One study said that approximately 78% of persons on the spectrum are high functioning. The research indicated that functional level is not a strong indicator of support services needed—in other words, being high functioning or even very high functioning did not ensure independent living. Two percent of low functioning autistics were found to have stable full-time paid employment, and only 12 percent of high functioning autistics have stable full-time paid employment. Rates of independent living amongst high functioning autistics is only four percent, with a further 13 percent able to live on their own with professional or family support. The impact on caregivers of low functioning autists is enormous, but the impact on caregivers of high functioning autists is, contrary to popular belief, almost as large. In a 2001 New Scientist interview about Asperger syndrome, Simon Baron-Cohen (an autism researcher) said that Asperger's differs from classic autism in terms of disability because, from the perspective of the person with AS, they may be different, but not disabled, while classic autism causes more difficulties.
When critics claim that the people in the movement have Asperger's and not other autism spectrum disorders, the people in the autism rights movement see this as an attempt to diagnose them via the Internet. Michelle Dawson says that some parents tell her that she is different from their children because she can express herself and live independently and their children cannot. Michelle Dawson responds by saying that she could not live independently when she was a child either. Phil Schwarz has responded to claims that the autistic advocates are higher functioning than autistic children by saying it is not always reasonable to compare the abilities of an autistic child with those of an autistic adult. A common complaint is that anti-cure advocates are clearly able to articulate complex opinions in writing, which is seen by some critics as inconsistent with a diagnosis of autism.
Some autistic authors such as Amanda Baggs have claimed that this is not always the case that anti-cure autistics have mild difficulties. She says that when the critics assume that intelligent and articulate autistic people do not have difficulties like self-injurious behavior and difficulty with self-care, they affect the opinions of policy makers and make it more difficult for intelligent and articulate autistic people to get services. Baggs cites an example of an autistic person who was denied services based on having an IQ above 70.

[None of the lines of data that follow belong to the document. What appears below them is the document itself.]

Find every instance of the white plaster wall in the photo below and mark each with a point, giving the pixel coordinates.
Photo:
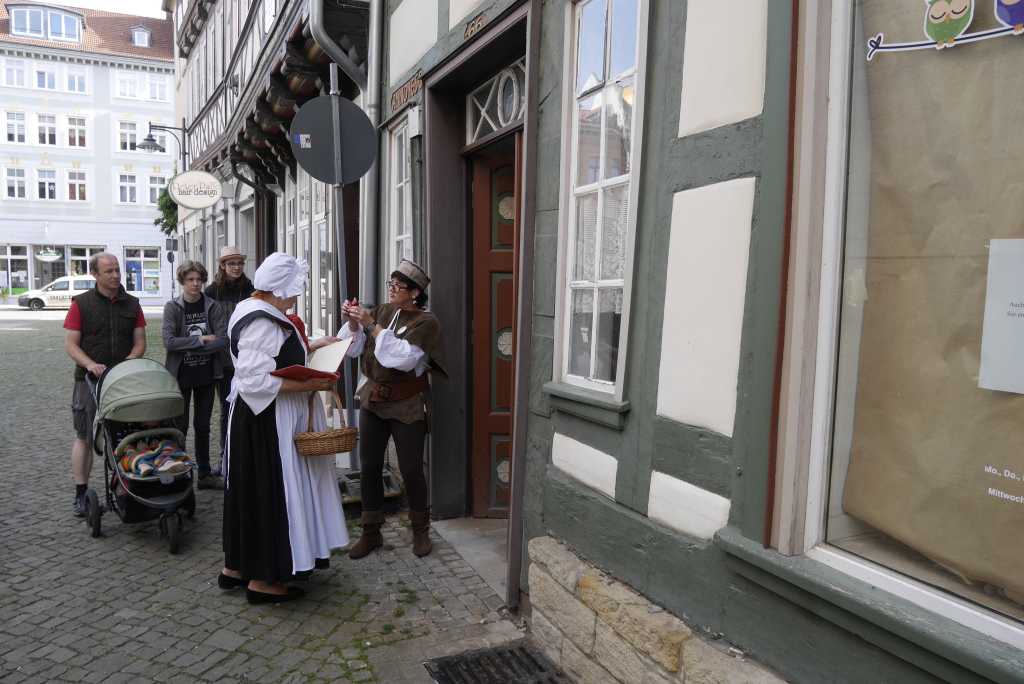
(706, 287)
(459, 9)
(593, 468)
(413, 32)
(724, 58)
(686, 508)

Some people also say the activists opposed to a cure are typically "high functioning" or have Asperger's syndrome. Sue Rubin, an adult with autism who was the subject of the Oscar-nominated documentary Autism Is A World, is an example of an adult aligned with the cure group who says that the divide in the autism community is between high-functioning and low-functioning people; she says people with Asperger syndrome can communicate well and "pass for normal", while low-functioning people with autism are just "trying to get through the day". Autistic activists reply that they represent both high- and low-functioning autism, which are not easily distinguished.
The movement has been criticized for its own failure to incorporate diversity, include certain subgroups within the autistic community and that some in the movement are insulting to neurotypical individuals.